Folks, FSIS is an absolute waster of funds, and user fees would remove any incentive for agency employees to be accountable for their inefficient. If you want to remove small plants from the American countryside, have them pay for all of USDA's irrational expenditures. You will only see a relative handful of huge meat plants left, and with an absence of competition, this oligarchy can easily pass all increased costs onto their customers.
When the Federal Meat Inspection Act was passed in 1906, mandating federal oversight of the industry for public health purposes, legislators were responsible for providing funding, which they did, via tax revenues. If contemporary legislators now mandate federal inspectors at every restaurant, the legislators must provide funding for this additional level of protection which is deemed essential for consumers.

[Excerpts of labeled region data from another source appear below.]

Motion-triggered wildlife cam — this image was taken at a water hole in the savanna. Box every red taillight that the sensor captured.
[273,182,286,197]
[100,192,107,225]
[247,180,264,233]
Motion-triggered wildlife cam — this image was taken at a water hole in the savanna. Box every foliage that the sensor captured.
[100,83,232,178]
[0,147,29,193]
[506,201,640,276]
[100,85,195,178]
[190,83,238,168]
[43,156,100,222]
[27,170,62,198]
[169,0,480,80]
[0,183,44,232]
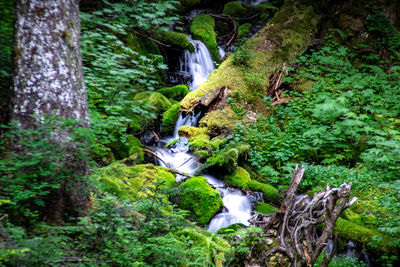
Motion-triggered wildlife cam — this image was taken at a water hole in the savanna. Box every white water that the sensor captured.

Since such oversight is for the public's benefit, the public must pay for the benefits provided. And with FSIS, the benefits are much less than current costs.
John Munsell
Locally, businesses pay for similar types of licensing (e.g. Seattle King County food service permits), which includes inspections. Why the government/taxpayers at the federal level pay for (some) meat inspections is bewildering; borrowing money to pay for them is ludicrous. Licensing/inspections are a requirement and cost of doing business.
My itty bitty plant had probably ten licenses required of various government entities, local, county, and state, costing hundreds of dollars a year. Believe me, I had plenty of licenses, and paid for them all.
In the case of FSIS however, I would estimate the cost to my plant would have been a minimum of $60,000 annually, probably substantially more. In addition to the inspector's wages and the plethora of federal benefits, I'd have been paying a portion of all the travel expenses (and wages) of the numerous supervisors who frequently visited my plant: his immediate supervisor, the Front Line Supervisor, the Humane Handling specialist from the Minneapolis District Office, EIAO's etc etc. How about the thousands of dollars recently invested in training all the various levels of inspectors and supervisors at the current PHIS training sessions in California?
Frankly, these expenses would shutter the majority of small plants. I really don't think that Pres Teddy Roosevelt and the Senators and Representatives who passed the FMIA in 1906 had this in mind.
John Munsell
Oh, thanks for the info, John. I am a huge supporter of small, local businesses and buy few, if any products from national producers (meat, eggs, fish, produce, etc). I did not realize, until your explanation, what the impact to smaller, regional producers would be.
So I stand corrected and support federal funding of FSIS inspections.